This code uses the spaCy library to perform Named Entity Recognition (NER), a task in Natural Language Processing (NLP) that identifies and classifies key entities (like people, organizations, dates, and amounts) in a text.

In [None]:
import spacy

# Load the spaCy large English model
# This model is pre-trained and capable of performing various NLP tasks like tokenization, part-of-speech tagging, and Named Entity Recognition (NER).
nlp = spacy.load("en_core_web_lg")

# Sample text
# The sentence mentions a company (Apple), a date (Tuesday), and a monetary value ($75 billion).
text_from_fig = "On Tuesday, Apple announced its plans for another major chunk of the money: It will buy back a further $75 billion in stock."

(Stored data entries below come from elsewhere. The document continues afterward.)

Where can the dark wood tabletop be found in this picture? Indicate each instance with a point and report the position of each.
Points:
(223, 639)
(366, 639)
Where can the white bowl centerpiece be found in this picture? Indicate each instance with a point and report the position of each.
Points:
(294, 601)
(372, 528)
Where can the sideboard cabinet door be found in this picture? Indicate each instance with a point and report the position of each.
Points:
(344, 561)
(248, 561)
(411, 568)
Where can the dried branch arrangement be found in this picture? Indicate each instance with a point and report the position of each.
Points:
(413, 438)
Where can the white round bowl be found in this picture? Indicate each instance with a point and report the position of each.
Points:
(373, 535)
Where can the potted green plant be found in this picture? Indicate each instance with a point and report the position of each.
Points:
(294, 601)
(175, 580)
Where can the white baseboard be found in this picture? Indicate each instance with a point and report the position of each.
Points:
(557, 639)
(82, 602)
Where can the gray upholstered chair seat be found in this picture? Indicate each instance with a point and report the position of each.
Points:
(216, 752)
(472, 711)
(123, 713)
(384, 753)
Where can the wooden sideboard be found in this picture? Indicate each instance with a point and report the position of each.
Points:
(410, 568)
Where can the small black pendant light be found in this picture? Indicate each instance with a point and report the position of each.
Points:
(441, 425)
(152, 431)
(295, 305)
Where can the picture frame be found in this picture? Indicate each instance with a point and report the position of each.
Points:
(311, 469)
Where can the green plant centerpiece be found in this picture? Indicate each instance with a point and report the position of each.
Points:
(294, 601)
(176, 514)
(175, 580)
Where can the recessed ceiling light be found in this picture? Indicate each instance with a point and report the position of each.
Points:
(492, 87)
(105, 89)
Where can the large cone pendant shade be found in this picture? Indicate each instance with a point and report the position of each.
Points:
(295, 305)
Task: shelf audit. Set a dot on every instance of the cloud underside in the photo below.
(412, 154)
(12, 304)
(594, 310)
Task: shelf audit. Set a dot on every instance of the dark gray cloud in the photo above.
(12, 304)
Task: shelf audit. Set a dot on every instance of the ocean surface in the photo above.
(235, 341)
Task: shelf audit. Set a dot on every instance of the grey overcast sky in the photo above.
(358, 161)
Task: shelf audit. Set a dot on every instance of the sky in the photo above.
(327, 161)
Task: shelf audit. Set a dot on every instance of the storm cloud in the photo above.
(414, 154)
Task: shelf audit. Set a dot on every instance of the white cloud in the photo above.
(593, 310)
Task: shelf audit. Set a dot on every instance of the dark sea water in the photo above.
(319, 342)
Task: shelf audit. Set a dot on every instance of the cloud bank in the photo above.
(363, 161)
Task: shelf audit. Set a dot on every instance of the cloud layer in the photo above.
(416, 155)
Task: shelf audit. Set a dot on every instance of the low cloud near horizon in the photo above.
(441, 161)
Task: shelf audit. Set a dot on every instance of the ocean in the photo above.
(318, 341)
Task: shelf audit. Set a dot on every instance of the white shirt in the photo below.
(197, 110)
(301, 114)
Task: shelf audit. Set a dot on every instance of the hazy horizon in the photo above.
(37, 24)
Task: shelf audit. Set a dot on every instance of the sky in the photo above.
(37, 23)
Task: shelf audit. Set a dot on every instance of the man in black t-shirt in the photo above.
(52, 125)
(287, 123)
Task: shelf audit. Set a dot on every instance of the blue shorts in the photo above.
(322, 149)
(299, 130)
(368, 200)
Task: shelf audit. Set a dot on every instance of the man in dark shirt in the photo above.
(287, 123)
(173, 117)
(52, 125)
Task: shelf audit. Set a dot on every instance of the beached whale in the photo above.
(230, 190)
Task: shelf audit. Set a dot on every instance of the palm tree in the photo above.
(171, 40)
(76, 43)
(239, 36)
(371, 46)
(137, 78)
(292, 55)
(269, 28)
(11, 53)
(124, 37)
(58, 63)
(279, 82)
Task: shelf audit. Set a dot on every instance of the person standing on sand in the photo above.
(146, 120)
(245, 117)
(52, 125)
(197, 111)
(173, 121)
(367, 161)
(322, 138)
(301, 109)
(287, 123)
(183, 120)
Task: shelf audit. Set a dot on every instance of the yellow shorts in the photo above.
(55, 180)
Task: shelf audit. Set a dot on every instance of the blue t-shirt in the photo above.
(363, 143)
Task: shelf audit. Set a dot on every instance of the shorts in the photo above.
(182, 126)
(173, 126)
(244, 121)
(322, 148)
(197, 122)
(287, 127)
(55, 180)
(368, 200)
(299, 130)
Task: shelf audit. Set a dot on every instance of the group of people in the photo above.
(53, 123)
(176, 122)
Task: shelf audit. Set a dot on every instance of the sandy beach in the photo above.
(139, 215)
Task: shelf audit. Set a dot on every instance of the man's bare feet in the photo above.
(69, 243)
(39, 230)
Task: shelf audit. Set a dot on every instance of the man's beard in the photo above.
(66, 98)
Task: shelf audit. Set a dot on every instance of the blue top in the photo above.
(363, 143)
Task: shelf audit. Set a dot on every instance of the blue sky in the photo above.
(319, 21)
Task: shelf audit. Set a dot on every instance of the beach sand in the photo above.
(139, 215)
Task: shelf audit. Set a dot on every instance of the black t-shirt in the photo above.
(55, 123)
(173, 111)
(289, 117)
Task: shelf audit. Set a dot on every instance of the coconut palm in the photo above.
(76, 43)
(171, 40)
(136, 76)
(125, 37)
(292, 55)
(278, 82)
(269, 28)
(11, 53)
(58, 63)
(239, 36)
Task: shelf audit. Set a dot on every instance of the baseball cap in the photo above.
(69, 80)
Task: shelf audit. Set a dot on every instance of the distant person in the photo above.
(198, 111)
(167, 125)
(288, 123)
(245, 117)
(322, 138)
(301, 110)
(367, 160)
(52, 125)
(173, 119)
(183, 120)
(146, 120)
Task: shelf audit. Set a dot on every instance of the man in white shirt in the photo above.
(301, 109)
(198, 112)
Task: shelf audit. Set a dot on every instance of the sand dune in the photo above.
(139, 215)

# Process the text using the model
# The text is processed by the nlp model. The result (doc) is a spaCy object containing the tokenized text and various linguistic annotations (e.g., POS tags, entities).
doc = nlp(text_from_fig)

# This loop iterates through all the entities detected in the processed text. doc.ents contains the entities, which spaCy has recognized.
# For each entity, it prints the entity's text (ent.text) and its label (ent.label_).
for ent in doc.ents:
    if ent.text:
        print(ent.text, "\t", ent.label_)


Tuesday 	 DATE
Apple 	 ORG
$75 billion 	 MONEY


**Output:**

Tuesday is recognized as a DATE. \
Apple is recognized as an ORG (organization).\
$75 billion is recognized as MONEY.